This has been a family project for the past five years. The next time I go out to the ranch I'll take some current pics. Probably 80%+- of the wood that went into this was milled by us from logs that would have been otherwise burnt. 

And yes, the cold beer _does_ taste that much better!


----------



## coveredinsap (Aug 17, 2006)

Thanks for the kind words everyone. And that's a beautiful log cabin ...er, house.


----------



## aggiewoodbutchr (Aug 18, 2006)

coveredinsap said:


> Thanks for the kind words everyone. And that's a beautiful log cabin ...er, house.
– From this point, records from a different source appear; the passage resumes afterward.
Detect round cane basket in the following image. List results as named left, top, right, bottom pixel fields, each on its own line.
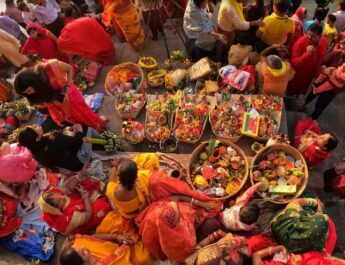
left=250, top=144, right=308, bottom=204
left=115, top=94, right=147, bottom=119
left=187, top=140, right=249, bottom=200
left=104, top=62, right=146, bottom=96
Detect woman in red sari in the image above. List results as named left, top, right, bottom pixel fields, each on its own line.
left=294, top=118, right=338, bottom=166
left=135, top=169, right=221, bottom=262
left=38, top=170, right=111, bottom=235
left=291, top=7, right=307, bottom=50
left=22, top=24, right=69, bottom=62
left=14, top=59, right=106, bottom=132
left=57, top=17, right=115, bottom=65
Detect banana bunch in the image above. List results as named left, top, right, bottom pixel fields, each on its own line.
left=100, top=130, right=124, bottom=153
left=7, top=128, right=20, bottom=143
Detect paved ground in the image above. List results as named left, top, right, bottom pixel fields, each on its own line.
left=1, top=1, right=345, bottom=264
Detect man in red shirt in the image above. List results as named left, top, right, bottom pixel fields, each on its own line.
left=287, top=23, right=328, bottom=96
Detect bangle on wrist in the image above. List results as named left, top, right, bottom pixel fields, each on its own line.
left=75, top=173, right=83, bottom=181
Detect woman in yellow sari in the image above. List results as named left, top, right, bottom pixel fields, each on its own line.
left=95, top=154, right=159, bottom=265
left=102, top=0, right=146, bottom=51
left=59, top=234, right=137, bottom=265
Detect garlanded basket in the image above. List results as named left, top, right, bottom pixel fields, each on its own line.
left=122, top=120, right=145, bottom=144
left=250, top=143, right=308, bottom=204
left=187, top=140, right=249, bottom=200
left=104, top=62, right=146, bottom=96
left=148, top=69, right=166, bottom=88
left=138, top=57, right=157, bottom=71
left=114, top=93, right=147, bottom=119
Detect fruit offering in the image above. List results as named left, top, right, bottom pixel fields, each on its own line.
left=115, top=93, right=146, bottom=113
left=251, top=145, right=307, bottom=203
left=84, top=130, right=124, bottom=153
left=170, top=50, right=187, bottom=63
left=189, top=140, right=248, bottom=198
left=257, top=114, right=279, bottom=139
left=251, top=95, right=283, bottom=111
left=148, top=69, right=166, bottom=87
left=145, top=94, right=178, bottom=142
left=165, top=69, right=188, bottom=90
left=122, top=120, right=145, bottom=144
left=138, top=56, right=157, bottom=71
left=174, top=95, right=209, bottom=143
left=210, top=101, right=243, bottom=139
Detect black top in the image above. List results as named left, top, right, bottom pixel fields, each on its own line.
left=45, top=131, right=84, bottom=172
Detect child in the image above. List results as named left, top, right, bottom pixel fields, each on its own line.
left=260, top=44, right=294, bottom=96
left=220, top=182, right=262, bottom=231
left=323, top=14, right=337, bottom=47
left=256, top=0, right=295, bottom=52
left=228, top=31, right=253, bottom=67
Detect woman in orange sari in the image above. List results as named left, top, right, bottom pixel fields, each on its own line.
left=38, top=168, right=111, bottom=235
left=102, top=0, right=145, bottom=51
left=14, top=59, right=106, bottom=132
left=135, top=169, right=221, bottom=262
left=60, top=234, right=141, bottom=265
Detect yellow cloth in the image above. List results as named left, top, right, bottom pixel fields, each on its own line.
left=323, top=23, right=337, bottom=46
left=228, top=44, right=252, bottom=67
left=259, top=13, right=295, bottom=45
left=72, top=235, right=132, bottom=265
left=103, top=0, right=145, bottom=50
left=106, top=153, right=159, bottom=219
left=96, top=211, right=152, bottom=265
left=0, top=29, right=28, bottom=67
left=227, top=0, right=244, bottom=21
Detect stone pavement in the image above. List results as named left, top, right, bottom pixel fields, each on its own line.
left=1, top=1, right=345, bottom=264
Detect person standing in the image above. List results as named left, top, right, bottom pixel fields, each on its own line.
left=17, top=1, right=41, bottom=26
left=4, top=0, right=25, bottom=27
left=32, top=0, right=64, bottom=37
left=287, top=23, right=328, bottom=96
left=0, top=15, right=27, bottom=44
left=217, top=0, right=263, bottom=47
left=333, top=0, right=345, bottom=33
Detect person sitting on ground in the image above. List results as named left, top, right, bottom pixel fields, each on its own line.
left=294, top=118, right=338, bottom=166
left=271, top=197, right=336, bottom=254
left=260, top=44, right=294, bottom=97
left=38, top=164, right=111, bottom=235
left=228, top=31, right=252, bottom=67
left=220, top=182, right=262, bottom=232
left=18, top=124, right=99, bottom=172
left=323, top=13, right=337, bottom=47
left=22, top=23, right=69, bottom=62
left=304, top=7, right=326, bottom=32
left=14, top=59, right=106, bottom=131
left=256, top=0, right=295, bottom=52
left=302, top=62, right=345, bottom=120
left=59, top=233, right=145, bottom=265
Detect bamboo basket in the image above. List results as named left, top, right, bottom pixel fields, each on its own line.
left=145, top=110, right=172, bottom=143
left=187, top=140, right=249, bottom=200
left=173, top=109, right=208, bottom=144
left=254, top=111, right=282, bottom=141
left=115, top=93, right=147, bottom=119
left=250, top=144, right=308, bottom=204
left=104, top=62, right=146, bottom=96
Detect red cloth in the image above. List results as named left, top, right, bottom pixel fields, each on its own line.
left=246, top=234, right=277, bottom=256
left=57, top=17, right=115, bottom=65
left=239, top=65, right=256, bottom=87
left=294, top=118, right=330, bottom=166
left=135, top=169, right=222, bottom=262
left=325, top=173, right=345, bottom=198
left=42, top=60, right=105, bottom=132
left=22, top=24, right=68, bottom=62
left=291, top=7, right=306, bottom=51
left=0, top=193, right=22, bottom=238
left=287, top=35, right=328, bottom=96
left=42, top=179, right=111, bottom=234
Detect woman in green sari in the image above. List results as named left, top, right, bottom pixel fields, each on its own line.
left=271, top=198, right=330, bottom=253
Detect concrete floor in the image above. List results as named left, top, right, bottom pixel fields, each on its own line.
left=2, top=1, right=345, bottom=264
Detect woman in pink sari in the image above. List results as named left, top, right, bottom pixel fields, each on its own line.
left=14, top=59, right=106, bottom=132
left=135, top=169, right=221, bottom=262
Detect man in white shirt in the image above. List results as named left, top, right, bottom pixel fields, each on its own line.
left=32, top=0, right=64, bottom=37
left=17, top=1, right=41, bottom=26
left=333, top=0, right=345, bottom=33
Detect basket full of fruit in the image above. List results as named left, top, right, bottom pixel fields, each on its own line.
left=115, top=93, right=147, bottom=119
left=188, top=140, right=249, bottom=200
left=250, top=144, right=308, bottom=204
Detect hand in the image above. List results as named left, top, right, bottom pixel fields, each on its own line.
left=306, top=45, right=316, bottom=55
left=114, top=234, right=134, bottom=244
left=198, top=200, right=219, bottom=212
left=76, top=185, right=88, bottom=198
left=324, top=67, right=335, bottom=75
left=216, top=33, right=228, bottom=45
left=278, top=245, right=288, bottom=256
left=253, top=19, right=265, bottom=27
left=72, top=124, right=83, bottom=133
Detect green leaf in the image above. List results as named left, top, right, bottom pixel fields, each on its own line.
left=207, top=139, right=220, bottom=156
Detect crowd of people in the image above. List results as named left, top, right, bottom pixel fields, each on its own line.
left=1, top=0, right=345, bottom=264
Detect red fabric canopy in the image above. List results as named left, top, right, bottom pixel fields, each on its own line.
left=57, top=17, right=115, bottom=65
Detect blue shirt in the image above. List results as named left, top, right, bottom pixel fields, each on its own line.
left=0, top=16, right=20, bottom=38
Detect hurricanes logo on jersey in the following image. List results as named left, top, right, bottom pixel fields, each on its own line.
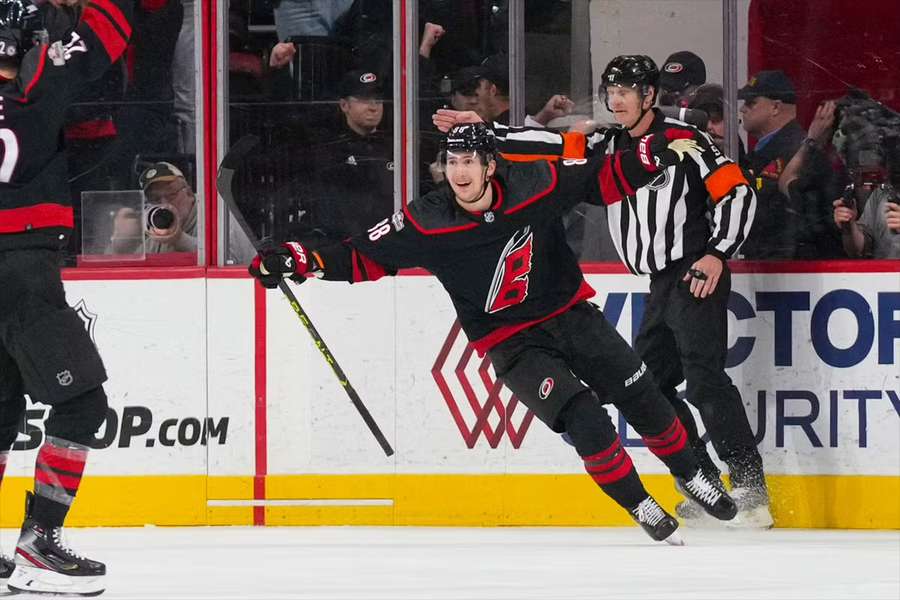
left=485, top=227, right=534, bottom=314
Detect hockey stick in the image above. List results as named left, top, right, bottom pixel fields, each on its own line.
left=217, top=135, right=394, bottom=457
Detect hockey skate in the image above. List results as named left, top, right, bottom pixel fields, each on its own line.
left=7, top=492, right=106, bottom=596
left=728, top=486, right=774, bottom=528
left=676, top=484, right=773, bottom=528
left=675, top=468, right=738, bottom=521
left=0, top=552, right=13, bottom=581
left=629, top=496, right=684, bottom=546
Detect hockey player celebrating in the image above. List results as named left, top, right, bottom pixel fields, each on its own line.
left=0, top=0, right=131, bottom=595
left=435, top=54, right=770, bottom=528
left=249, top=122, right=737, bottom=544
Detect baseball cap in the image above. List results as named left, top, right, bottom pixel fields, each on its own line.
left=688, top=83, right=724, bottom=117
left=338, top=70, right=384, bottom=99
left=738, top=70, right=797, bottom=103
left=659, top=51, right=707, bottom=91
left=138, top=162, right=185, bottom=192
left=450, top=54, right=509, bottom=96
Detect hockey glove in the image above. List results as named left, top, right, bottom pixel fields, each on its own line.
left=636, top=132, right=700, bottom=172
left=249, top=241, right=317, bottom=289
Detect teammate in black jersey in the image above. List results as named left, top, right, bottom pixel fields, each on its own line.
left=0, top=0, right=131, bottom=594
left=249, top=123, right=738, bottom=544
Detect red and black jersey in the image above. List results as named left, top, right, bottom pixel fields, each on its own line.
left=0, top=0, right=132, bottom=251
left=312, top=146, right=661, bottom=355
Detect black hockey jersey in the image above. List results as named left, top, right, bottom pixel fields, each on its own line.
left=0, top=0, right=132, bottom=251
left=312, top=145, right=660, bottom=355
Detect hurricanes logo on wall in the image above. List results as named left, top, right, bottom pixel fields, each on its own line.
left=432, top=320, right=536, bottom=449
left=72, top=299, right=98, bottom=343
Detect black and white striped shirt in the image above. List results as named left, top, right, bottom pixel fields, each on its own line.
left=494, top=110, right=756, bottom=275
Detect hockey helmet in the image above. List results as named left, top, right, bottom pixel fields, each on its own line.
left=0, top=0, right=42, bottom=60
left=600, top=55, right=660, bottom=101
left=441, top=123, right=497, bottom=163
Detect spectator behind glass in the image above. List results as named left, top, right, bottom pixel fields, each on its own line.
left=658, top=51, right=706, bottom=108
left=738, top=70, right=806, bottom=259
left=109, top=162, right=198, bottom=254
left=448, top=55, right=575, bottom=128
left=296, top=70, right=394, bottom=243
left=832, top=113, right=900, bottom=259
left=172, top=0, right=195, bottom=154
left=777, top=100, right=848, bottom=259
left=687, top=83, right=747, bottom=163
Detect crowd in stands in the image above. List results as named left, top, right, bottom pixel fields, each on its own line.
left=63, top=0, right=899, bottom=264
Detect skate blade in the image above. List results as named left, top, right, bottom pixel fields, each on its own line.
left=663, top=529, right=685, bottom=546
left=7, top=565, right=105, bottom=597
left=727, top=505, right=775, bottom=529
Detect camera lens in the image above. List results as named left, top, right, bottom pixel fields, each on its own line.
left=146, top=206, right=175, bottom=230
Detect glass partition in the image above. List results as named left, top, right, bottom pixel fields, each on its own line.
left=223, top=0, right=396, bottom=263
left=739, top=0, right=900, bottom=260
left=65, top=0, right=202, bottom=267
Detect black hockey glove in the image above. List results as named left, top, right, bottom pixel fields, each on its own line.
left=248, top=241, right=318, bottom=289
left=635, top=130, right=700, bottom=172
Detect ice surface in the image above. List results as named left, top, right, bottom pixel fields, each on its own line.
left=1, top=526, right=897, bottom=599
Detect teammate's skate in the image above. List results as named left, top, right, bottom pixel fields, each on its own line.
left=7, top=493, right=105, bottom=596
left=675, top=468, right=738, bottom=521
left=629, top=496, right=683, bottom=545
left=0, top=552, right=13, bottom=582
left=729, top=485, right=774, bottom=528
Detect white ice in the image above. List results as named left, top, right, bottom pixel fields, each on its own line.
left=1, top=526, right=898, bottom=599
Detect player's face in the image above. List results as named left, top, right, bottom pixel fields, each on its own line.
left=606, top=85, right=650, bottom=128
left=445, top=151, right=496, bottom=207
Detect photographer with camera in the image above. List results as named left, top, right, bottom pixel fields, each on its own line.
left=109, top=162, right=198, bottom=254
left=827, top=91, right=900, bottom=259
left=833, top=147, right=900, bottom=259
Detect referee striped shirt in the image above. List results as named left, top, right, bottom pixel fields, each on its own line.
left=494, top=110, right=756, bottom=275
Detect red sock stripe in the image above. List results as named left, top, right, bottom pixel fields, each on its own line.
left=588, top=450, right=635, bottom=485
left=581, top=437, right=623, bottom=464
left=37, top=444, right=87, bottom=476
left=35, top=468, right=81, bottom=494
left=582, top=438, right=636, bottom=485
left=643, top=418, right=688, bottom=457
left=0, top=452, right=7, bottom=481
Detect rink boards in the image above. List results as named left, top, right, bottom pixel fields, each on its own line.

Thanks, the design started out as a one story cabin with a loft but, as you can see, the loft kinda grew. I guess we forgot to stop stacking logs.


----------



## MotorSeven (Aug 18, 2006)

Aggie,
Yep..that is exactly what i'm talking about. Is it all cedar? Looks fantastic 
RD


----------



## aggiewoodbutchr (Aug 18, 2006)

MotorSeven said:


> Aggie,
> Yep..that is exactly what i'm talking about. Is it all cedar? Looks fantastic
> RD



Thanks. It's SYP with redwood stain / sealer.


----------



## Run Forrest Run (Sep 28, 2006)

*Hats Off To The Gentlemen that’s some Might-T-Fine work!!!*

  ​
Great post Sap. Well done and Excellent work and an exceptionally beautiful fence. (A thing of beauty is a work of art forever.)

Aggie, if you would be so kind to make up a post with pictures and specs of what you have done and what you used, I would be much obliged. 

I need some ammunition to convince the better half that the eastern red cedar on our place would look pretty slick fit up like your place (even though yours is SYP and it kinda makes me wish I had some on my place). 

That one picture of yours is enough to convince me to invest in a mill. So I’ll say it again, a thing of beauty is a work of art forever.

My hat is off to you both – Aggie, you’ve built my dream place and Sap has built a damn fine fence freehand that anyone should be proud to have.

Best,

- David

“Run Forrest Run”


----------



## smithie55 (Sep 28, 2006)

And a very serious and hardy round of kudos and atta boys!!


----------



## aggiewoodbutchr (Sep 29, 2006)

Thanks. I'll do what I can. I don't have many pics of our place on hand. I'll be sure to take the camera next trip.


----------



## Run Forrest Run (Sep 29, 2006)

*Looking forward to seeing your work!!!!*



aggiewoodbutchr said:


> Thanks. I'll do what I can. I don't have many pics of our place on hand. I'll be sure to take the camera next trip.



Thank you much.

- David

"Run Forrest Run"


----------



## bbqmannn (Sep 29, 2006)

nice ,


----------